Illegal Migrant 1, Name Withheld: “We paid the dalals (human traffickers). The amount varies depending on the security environment extant on that day when the illegal crossing over has been for. It varies from Rs 200 to Rs 400/-.
There are human traffickers on both sides who have pro-active contact with the BSF and the BDR personnel. Only the dalals (human traffickers) know which border guards of the BSF and BDR are vulnerable to allurements.
This feedback is given to them by their counterparts who live in Indian border villages and, therefore, are in daily contact with the personnel.”
Illegal Migrant 2, Name Withheld: “I came to India with the help of dalals (human traffickers) who bribed both the BSF and the BDR. Representatives of powerful politicians assist in arranging genuine Indian documentation in exchange for money. My voter identity card was issued based on the basis of my mother’s voter identity card because she moved to India before I did.
West Bengal police intelligence and central intelligence agencies in the state have information on politicians who back illegal immigration. With the turn of the century and in the years that followed, a pan-Indian terror network operationalized by Al Qaeda backed terror groups in Pakistan and supported by their Indian collaborators came into existence.
The civil society in the border areas find smuggling lucrative and so are severely opposed to the BSFs presence.
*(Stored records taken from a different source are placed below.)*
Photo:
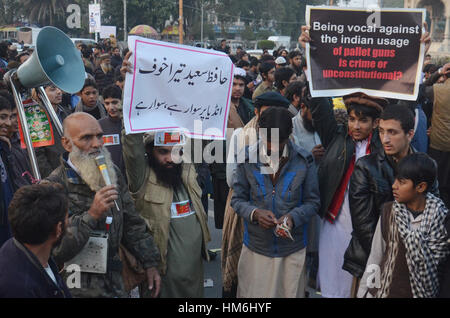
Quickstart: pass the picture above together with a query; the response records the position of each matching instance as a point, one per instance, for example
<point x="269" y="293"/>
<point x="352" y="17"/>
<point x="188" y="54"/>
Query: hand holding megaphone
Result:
<point x="126" y="65"/>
Is it any surprise, therefore, that the terrorists follow the same routes that illegal migrants take into India?
The trail of investigations into several terror attacks in the country has led straight to the porous India-Bangladesh border. So is it any surprise, therefore, that it was only in 2003 that the West Bengal government admitted in the floor of the state assembly that its eastern frontiers were indeed vulnerable to terrorist incursions.
The state government, various political parties, the local administration, local police and lower judiciary and most importantly the border-dwellers are the most important stakeholders in ensuring the uniquely porous India-Bangladesh border is inviolate. It’s only with this kind of support that the BSF can effectively carry out its task of managing and securing the borders. Unfortunately, the most important stakeholders in border management find the BSF’s role contrarian. The civil society in the border areas find smuggling lucrative and so are severely opposed to the BSF’s presence. Is it any surprise, therefore, that the terrorists follow the same routes that illegal migrants take into India?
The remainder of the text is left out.